Dwa kolejne mecze były z serii „oby takich, jak najmniej”. Do Głogowa przyjechały bowiem drużyny Bytovii Bytów oraz Ruchu Zdzieszowice. W obu tych spotkaniach wystawiamy skromne, liczące kilkadziesiąt osób młyny. W obu nie stwierdzono także kibiców gości. Nie ma więc co wspominać…
Nieco ciekawiej było podczas kończącego rundę jesienną. Na naszym stadionie pojawił się Górnik Polkowice. Wprawdzie mecze z tym rywalem są mini-derbami regionu, jednak nie wywołują zbyt dużych emocji. W sektorze gości pojawia się 4 polkowiczan. Nas w młynie kilkadziesiąt osób z przyzwoitym dopingiem. Wieszamy na płocie kilka flag oraz transparent skierowany do Konrada Kaczmarka, byłego zawodnika Chrobrego, a obecnie gracza klubu z Polkowic. Największym plusem był wynik osiągnięty na murawie. Chrobry pokonał Górnika po 16 latach przerwy i to od razu w wielkim stylu, bo wynik 5:0 mówi sam za siebie!
Bardzo ciekawie zapowiadał się za to ostatni mecz 2013 roku!

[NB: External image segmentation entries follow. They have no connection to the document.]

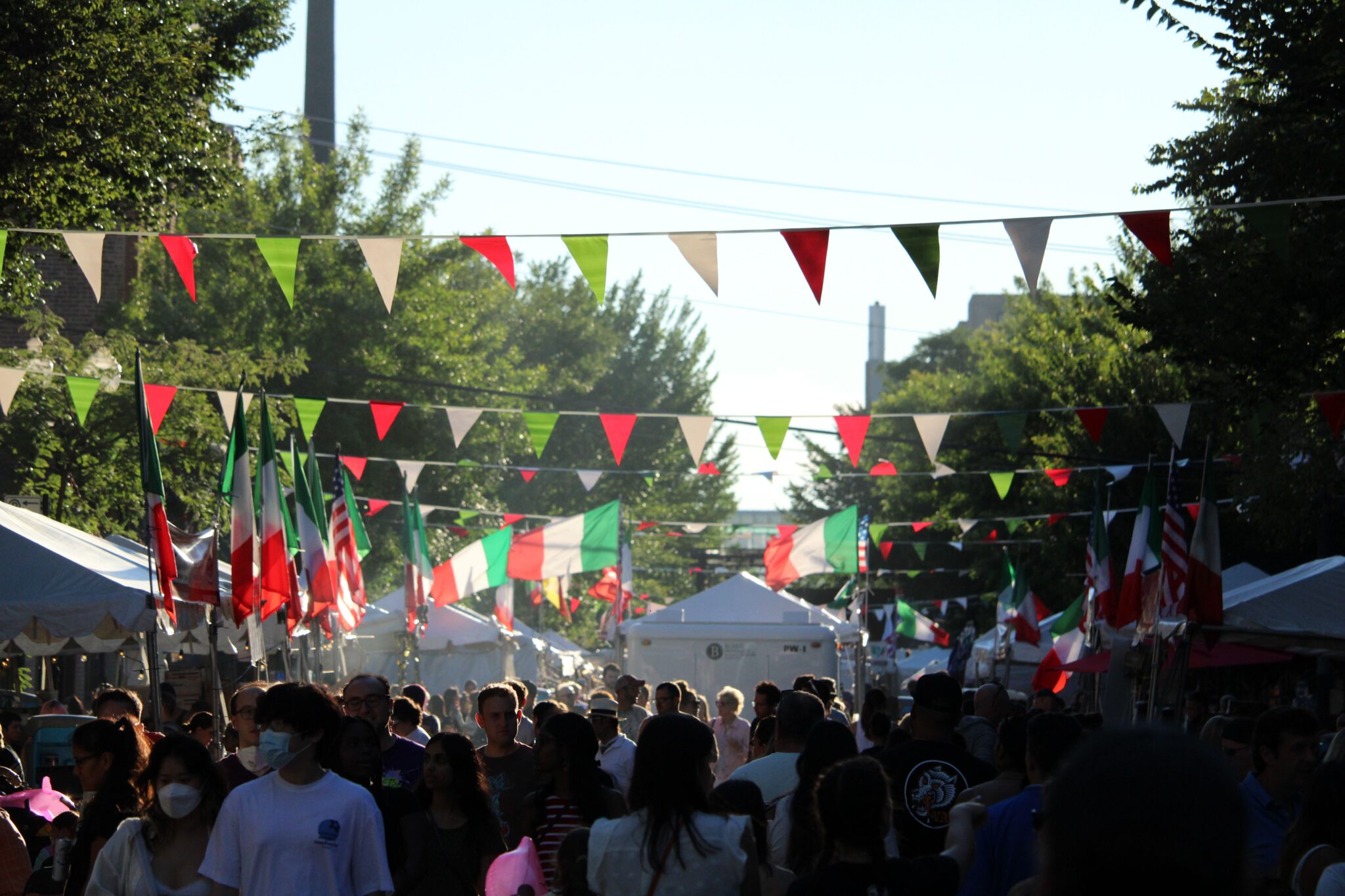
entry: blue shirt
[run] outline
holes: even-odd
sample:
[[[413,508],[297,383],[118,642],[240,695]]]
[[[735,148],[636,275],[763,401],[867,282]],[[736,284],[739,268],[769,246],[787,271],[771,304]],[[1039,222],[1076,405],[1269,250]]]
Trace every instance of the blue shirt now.
[[[967,872],[962,896],[1005,896],[1018,881],[1037,873],[1037,832],[1032,813],[1041,809],[1041,785],[1024,787],[1013,799],[990,807],[976,832],[976,860]]]
[[[1248,772],[1241,783],[1243,805],[1247,806],[1247,852],[1251,856],[1252,873],[1256,877],[1270,877],[1279,866],[1279,848],[1284,844],[1284,832],[1298,818],[1299,801],[1280,806],[1255,772]]]

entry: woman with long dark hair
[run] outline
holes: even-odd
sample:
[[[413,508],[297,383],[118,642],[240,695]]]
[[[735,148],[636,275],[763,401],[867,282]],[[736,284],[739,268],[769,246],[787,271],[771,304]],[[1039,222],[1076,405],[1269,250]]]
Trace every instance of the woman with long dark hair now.
[[[199,869],[227,794],[210,751],[168,735],[149,751],[136,789],[141,814],[121,822],[98,853],[85,896],[210,896]]]
[[[1303,789],[1298,818],[1284,834],[1279,876],[1294,896],[1345,893],[1345,762],[1329,762]]]
[[[421,879],[425,860],[425,826],[416,798],[401,787],[383,787],[383,752],[378,732],[366,719],[342,716],[336,740],[327,752],[327,767],[374,795],[383,817],[387,870],[397,892]]]
[[[625,814],[625,798],[597,766],[597,748],[592,723],[577,712],[551,716],[537,732],[533,760],[546,783],[526,799],[523,830],[537,844],[547,887],[555,884],[555,850],[565,834]]]
[[[136,775],[145,767],[145,740],[129,719],[94,719],[70,737],[75,778],[83,790],[79,830],[70,848],[66,893],[83,896],[89,872],[117,826],[140,810]]]
[[[491,806],[486,768],[465,735],[441,731],[429,739],[416,798],[430,832],[430,846],[425,852],[425,873],[410,893],[482,892],[486,870],[504,852],[504,838]]]
[[[751,819],[710,810],[717,759],[714,733],[691,716],[654,716],[644,724],[631,814],[592,825],[588,880],[594,893],[760,893]]]

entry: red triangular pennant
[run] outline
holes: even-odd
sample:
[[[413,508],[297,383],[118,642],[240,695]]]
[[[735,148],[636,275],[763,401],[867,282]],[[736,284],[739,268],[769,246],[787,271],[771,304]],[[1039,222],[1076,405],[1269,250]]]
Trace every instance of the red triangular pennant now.
[[[1326,424],[1332,427],[1332,435],[1340,438],[1341,429],[1345,427],[1345,392],[1318,392],[1313,400],[1322,408]]]
[[[196,301],[196,243],[186,236],[174,236],[169,234],[159,234],[159,240],[168,250],[168,258],[172,259],[174,267],[178,269],[178,275],[182,277],[182,285],[187,287],[191,301]]]
[[[1079,416],[1079,422],[1084,424],[1088,430],[1088,438],[1098,445],[1102,441],[1102,427],[1107,423],[1106,407],[1076,407],[1075,414]]]
[[[383,437],[387,435],[389,427],[391,427],[393,420],[401,414],[406,402],[370,402],[369,410],[374,415],[374,430],[378,433],[378,441],[382,442]]]
[[[1154,254],[1154,261],[1159,265],[1173,266],[1173,234],[1169,224],[1169,212],[1150,211],[1138,215],[1122,215],[1120,220],[1139,238],[1149,251]]]
[[[145,410],[149,411],[149,424],[155,427],[155,435],[159,435],[159,424],[164,422],[164,414],[168,412],[168,406],[176,394],[176,386],[145,383]]]
[[[1073,469],[1068,469],[1068,470],[1046,470],[1046,476],[1050,477],[1050,481],[1056,484],[1057,489],[1060,486],[1063,486],[1065,482],[1069,481],[1069,474],[1071,473],[1073,473]]]
[[[495,270],[504,277],[508,287],[516,289],[514,286],[514,251],[508,247],[508,239],[504,236],[459,236],[457,239],[468,249],[479,251],[486,261],[495,265]]]
[[[869,423],[873,420],[868,414],[851,416],[837,416],[837,434],[845,442],[845,450],[850,453],[850,466],[859,466],[859,451],[863,450],[863,438],[869,434]]]
[[[603,431],[607,433],[607,443],[612,446],[612,457],[616,465],[621,466],[621,457],[625,455],[625,443],[631,441],[631,430],[635,429],[633,414],[599,414],[603,420]]]
[[[827,273],[827,242],[830,230],[781,230],[784,242],[790,243],[794,261],[799,262],[803,278],[808,281],[812,297],[822,304],[822,279]]]

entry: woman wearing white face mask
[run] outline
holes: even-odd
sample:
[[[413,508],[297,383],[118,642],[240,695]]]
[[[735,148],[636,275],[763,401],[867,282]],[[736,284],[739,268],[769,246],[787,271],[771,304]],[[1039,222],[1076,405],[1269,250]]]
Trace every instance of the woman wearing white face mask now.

Naszym rywalem była Polonia Bytom, stąd też wiadomo było, że sektor gości nie będzie tego dnia świecił pustkami. W naszym mieście pojawiło się 180 fanów Polonii. My w swoim sektorze zbieramy się w ok. 300 osób. W pierwszej połowie prezentujemy oprawę składającą się z sektorówki oraz transparentów dających hasło „Wybieraj! Chrobry albo śmierć!” Ponadto pojawiły się czarne świece dymne i petardy hukowe.
Doping tego dnia stał na średnim poziomie, wyjątkiem były ostatnie minuty meczu. Po bramce dającej prowadzenie, cały stadion ożył i momentami do dopingu włączały się wszystkie sektory. Wygrana z Polonią pozwoliła nam utrzymać pozycję lidera, na której Chrobry spędzi co najmniej kilka miesięcy!
Przed dwoma ostatnimi meczami (z Górnikiem Polkowice oraz Polonią Bytom) odbyła się także zbiórka żywności długoterminowej dla polskich Kombatantów żyjących na Kresach. Podobnie jak przed Świętami Wielkanocnymi, tak i teraz, zbiórka cieszyła się sporym zainteresowaniem. Akcja potrwa do 6 grudnia, więcej na jej temat znajdziecie na naszej stronie.
Niebawem kolejna część podsumowania jesieni 2013. Tym razem skupimy się na wyjazdach.